I would have thought it fairly obvious that, since Piers' Cornwall estates
were no longer a factor, Margaret's purparty of the Clare estates was the
only thing that made her daughter Joan an attractive marriage party for
the Wakes and the Multons. If parliament had denied Joan her right to
those lands, and if Piers were so hated that his issue were also loathed,
how to explain those two baronial houses' willingness to accept Joan?

> Alternatively, the wording of
> the act might be somewhat ambiguous, but Margaret may have decided that she
> and Amy would be better off if the matter of Amy's inheritance was not
> pursued any further. There probably wasn't anyone in a position of power
> who would have been willing to go very far in advocating Amy's possible
> rights. Margaret was probably happy to see that Amy was eventually married
> to a decent fellow and may have been hopeful that the Gaveston connection
> would gradually be forgotten.

This theory runs quite against the grain of what one would expect from a
medieval mother in Margaret's position, which would more than likely have
been to defend her daughter's right to the death. One would also expect
Amy herself eventually to have made some attempt to recover right in Piers'
lands, particularly if she knew she enjoyed the favor of Edward III and
Queen Philippa. The few grants they did make to Amy in no way constituted
equal compensation for the extensive estates Piers had held, nor for the
share of the Clare lands that Amy, if legitimate, would have enjoyed as her
mother's coheir (with Margaret's daughter by Hugh Audley).

> These ideas are not only from me but also from discussions with David Kelley
> and Marshall Kirk, with whom I am currently working on other projects.
>
> Here is Donald L. Jacobus's summary of the situation, printed as an editor's
> note following Hunt's third article in TAG:
>
> Quite aside from the Bulkeley connection, for which evidence has been
> presented, we feel that Mr. Hunt, with an assist from Mr. Sheppard, has made
> an important historical discovery in proving that the unfortunate Piers de
> Gavaston left descendants by his near-royal wife, Margaret de Clare,
> granddaughter of Edward I, especially in view of the unanimity of English
> historians and peerage writers in asserting that their only daughter was
> Joan who died at the age of fifteen. Since the evidences and proofs have
> been split between three articles over the course of more than four years, I
> feel that they should briefly be summed up here for the benefit of all who
> may be interested. Mr. Hunt originally was able to present only
> circumstantial evidence for his conclusion that Amy (or Anne) de Gavaston,
> wife of John de Dryby, was daughter of Piers de Gavaston and Margaret de
> Clare. The chief items of evidence were:
> (1) An early chronicle in Latin states that Piers de Gavaston had a
> daughter born soon after the feast of the Epiphany [6 Jan.,] 1312 [supra,
> 35:100-1].

This refers to the life of Edward II by the anonymous canon of Bridlington, and
(supported by evidence from Edward II's wardrobe accounts) it records the
birth of JOAN Gaveston, as I recall I stated yesterday or the day before.
I will have to check the chronology of Piers' marriage to Margaret, to see
whether they might have had another child before January 1312. If so it
did not survive. At Piers' death he was clearly stated to have left only
one daughter, Joan, and no reference is made to Margaret's pregnancy at
that time so it is unlikely there could have been a posthumous child.

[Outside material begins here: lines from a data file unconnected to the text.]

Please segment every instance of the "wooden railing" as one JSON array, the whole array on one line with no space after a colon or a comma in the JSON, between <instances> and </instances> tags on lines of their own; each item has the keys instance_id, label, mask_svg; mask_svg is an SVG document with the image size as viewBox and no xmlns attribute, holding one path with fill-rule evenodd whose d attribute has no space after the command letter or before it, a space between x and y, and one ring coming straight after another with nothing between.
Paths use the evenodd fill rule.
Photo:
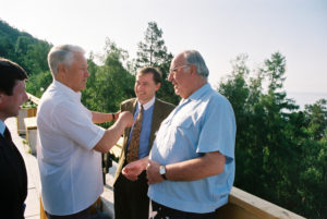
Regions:
<instances>
[{"instance_id":1,"label":"wooden railing","mask_svg":"<svg viewBox=\"0 0 327 219\"><path fill-rule=\"evenodd\" d=\"M28 94L31 101L36 105L39 99ZM36 125L36 124L35 124ZM114 157L119 158L122 149L122 138L110 150ZM108 191L108 190L106 190ZM109 190L112 193L112 190ZM112 200L106 199L106 195L101 195L104 209L113 216ZM104 199L105 198L105 199ZM106 206L108 205L108 206ZM303 217L281 208L275 204L264 200L257 196L246 193L238 187L232 187L229 202L217 210L217 219L303 219Z\"/></svg>"}]
</instances>

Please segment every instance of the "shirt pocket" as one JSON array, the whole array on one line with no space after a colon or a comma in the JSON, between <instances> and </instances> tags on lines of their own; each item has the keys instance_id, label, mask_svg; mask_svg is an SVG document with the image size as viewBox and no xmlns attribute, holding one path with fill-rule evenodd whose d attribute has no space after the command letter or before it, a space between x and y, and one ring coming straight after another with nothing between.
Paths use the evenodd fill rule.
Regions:
<instances>
[{"instance_id":1,"label":"shirt pocket","mask_svg":"<svg viewBox=\"0 0 327 219\"><path fill-rule=\"evenodd\" d=\"M179 129L190 129L193 124L192 117L175 118L171 121L171 125Z\"/></svg>"}]
</instances>

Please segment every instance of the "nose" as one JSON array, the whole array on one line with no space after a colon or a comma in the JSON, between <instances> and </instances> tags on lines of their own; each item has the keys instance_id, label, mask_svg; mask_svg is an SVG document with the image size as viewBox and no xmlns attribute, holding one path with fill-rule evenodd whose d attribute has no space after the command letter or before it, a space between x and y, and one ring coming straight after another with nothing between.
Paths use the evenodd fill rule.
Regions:
<instances>
[{"instance_id":1,"label":"nose","mask_svg":"<svg viewBox=\"0 0 327 219\"><path fill-rule=\"evenodd\" d=\"M173 78L173 73L169 72L169 73L168 73L167 80L168 80L169 82L171 82L172 78Z\"/></svg>"}]
</instances>

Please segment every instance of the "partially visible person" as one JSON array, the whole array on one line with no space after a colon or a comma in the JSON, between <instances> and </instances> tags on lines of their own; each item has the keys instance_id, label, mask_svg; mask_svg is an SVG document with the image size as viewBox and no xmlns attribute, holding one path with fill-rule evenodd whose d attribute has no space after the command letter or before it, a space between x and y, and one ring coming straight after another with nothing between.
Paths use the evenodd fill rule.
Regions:
<instances>
[{"instance_id":1,"label":"partially visible person","mask_svg":"<svg viewBox=\"0 0 327 219\"><path fill-rule=\"evenodd\" d=\"M179 106L164 120L147 167L153 219L214 219L234 180L235 119L207 83L198 51L175 56L168 81Z\"/></svg>"},{"instance_id":2,"label":"partially visible person","mask_svg":"<svg viewBox=\"0 0 327 219\"><path fill-rule=\"evenodd\" d=\"M24 218L27 196L25 162L4 124L27 100L25 80L27 74L19 64L0 58L0 212L7 219Z\"/></svg>"},{"instance_id":3,"label":"partially visible person","mask_svg":"<svg viewBox=\"0 0 327 219\"><path fill-rule=\"evenodd\" d=\"M156 97L160 85L161 72L158 69L141 69L134 85L136 98L128 99L120 106L122 112L134 113L135 123L131 129L125 129L123 148L113 181L116 219L148 218L149 199L145 174L148 154L160 123L174 108L173 105ZM141 114L141 127L137 129L136 121Z\"/></svg>"},{"instance_id":4,"label":"partially visible person","mask_svg":"<svg viewBox=\"0 0 327 219\"><path fill-rule=\"evenodd\" d=\"M40 99L37 113L37 158L41 198L48 219L88 219L89 207L104 191L101 154L108 153L124 129L133 124L122 112L104 130L94 123L113 121L113 113L86 109L81 92L89 73L81 47L62 45L48 54L53 77Z\"/></svg>"}]
</instances>

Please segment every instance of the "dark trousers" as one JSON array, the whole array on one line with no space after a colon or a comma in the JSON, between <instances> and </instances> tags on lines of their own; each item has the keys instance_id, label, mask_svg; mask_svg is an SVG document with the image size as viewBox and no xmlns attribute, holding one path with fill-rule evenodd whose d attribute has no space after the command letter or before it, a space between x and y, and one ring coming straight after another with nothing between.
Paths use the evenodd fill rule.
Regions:
<instances>
[{"instance_id":1,"label":"dark trousers","mask_svg":"<svg viewBox=\"0 0 327 219\"><path fill-rule=\"evenodd\" d=\"M150 202L149 219L215 219L216 212L185 212L160 205L154 200Z\"/></svg>"},{"instance_id":2,"label":"dark trousers","mask_svg":"<svg viewBox=\"0 0 327 219\"><path fill-rule=\"evenodd\" d=\"M113 186L114 218L148 219L147 188L145 171L138 175L137 181L130 181L120 174Z\"/></svg>"},{"instance_id":3,"label":"dark trousers","mask_svg":"<svg viewBox=\"0 0 327 219\"><path fill-rule=\"evenodd\" d=\"M46 211L48 219L90 219L90 208L86 208L85 210L81 210L80 212L66 216L56 216L50 215Z\"/></svg>"}]
</instances>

> (2) The Patent Rolls show that Amy or Anne de Gavaston [the name is
> variously read], a damsel of the chamber of Edward III's queen, was granted
> a manor for life in 1332, and had lands in Essex released to her 25 Feb.
> 1333 when she will have attained her 21st year, and by 1338 was wife of John
> de Driby. The age perfectly fits the nameless daughter of Piers.

Except that the daughter born in 1312, whose name is not stated in the
chronicle cited above, was really Joan, who had died in 1325. We don't know
when Amy was born, but Piers being the sort of person he was I would not see it
as beyond the long arm of coincidence that he--or any medieval lord, for that
matter--could have had two children by different mothers born around the same
time. (I know a man today who has two such children, born six weeks apart.) The
chronicle cited above does not record twin daughters born in Jan. 1312.

> (3) Her proved daughter Alice, lady Basset, made William, lord Ros,
> supervisor of her will. He was a first cousin once removed of Alice if Amy
> (or Anne) was daughter of Piers and Margaret.

This proves nothing. Executors were not invariably relatives.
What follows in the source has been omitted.